Rethinking PGD Attack: Is Sign Function Necessary?
Junjie Yang, Tianlong Chen, Xuxi Chen, Zhangyang Wang, Yingbin Liang
TL;DR
This work questions the necessity of the sign function in $L_\infty$ PGD attacks by analyzing how update rules affect adversarial gains per step. It identifies clipping as a key reason raw gradients underperform and introduces a hidden non-clipped perturbation mechanism, yielding Raw Gradient Descent (RGD) that updates a non-clipped internal state while clipping is applied to the gradient step. The authors provide theoretical bounds on step gains and support them with extensive experiments showing RGD outperforms vanilla PGD and PGD(raw) across datasets, architectures, and training regimes, including adversarial training and transfer attacks, without extra computational cost.
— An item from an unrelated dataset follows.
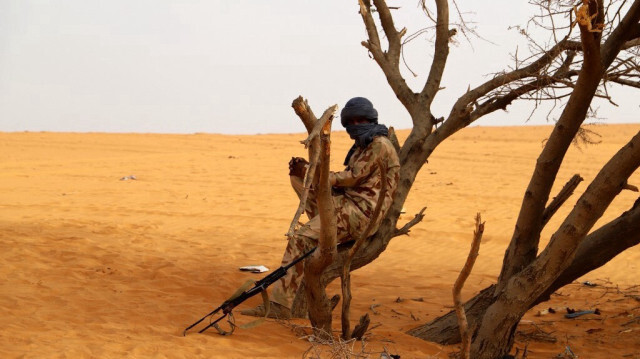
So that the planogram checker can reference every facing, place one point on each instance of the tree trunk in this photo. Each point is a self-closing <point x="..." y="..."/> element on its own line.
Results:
<point x="598" y="248"/>
<point x="320" y="306"/>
These findings offer a practical alternative for robust adversarial generation and reinforce the potential to improve defense via stronger initial perturbations.
Abstract
Neural networks have demonstrated success in various domains, yet their performance can be significantly degraded by even a small input perturbation. Consequently, the construction of such perturbations, known as adversarial attacks, has gained significant attention, many of which fall within "white-box" scenarios where we have full access to the neural network. Existing attack algorithms, such as the projected gradient descent (PGD), commonly take the sign function on the raw gradient before updating adversarial inputs, thereby neglecting gradient magnitude information. In this paper, we present a theoretical analysis of how such sign-based update algorithm influences step-wise attack performance, as well as its caveat. We also interpret why previous attempts of directly using raw gradients failed. Based on that, we further propose a new raw gradient descent (RGD) algorithm that eliminates the use of sign. Specifically, we convert the constrained optimization problem into an unconstrained one, by introducing a new hidden variable of non-clipped perturbation that can move beyond the constraint. The effectiveness of the proposed RGD algorithm has been demonstrated extensively in experiments, outperforming PGD and other competitors in various settings, without incurring any additional computational overhead. The codes is available in https://github.com/JunjieYang97/RGD.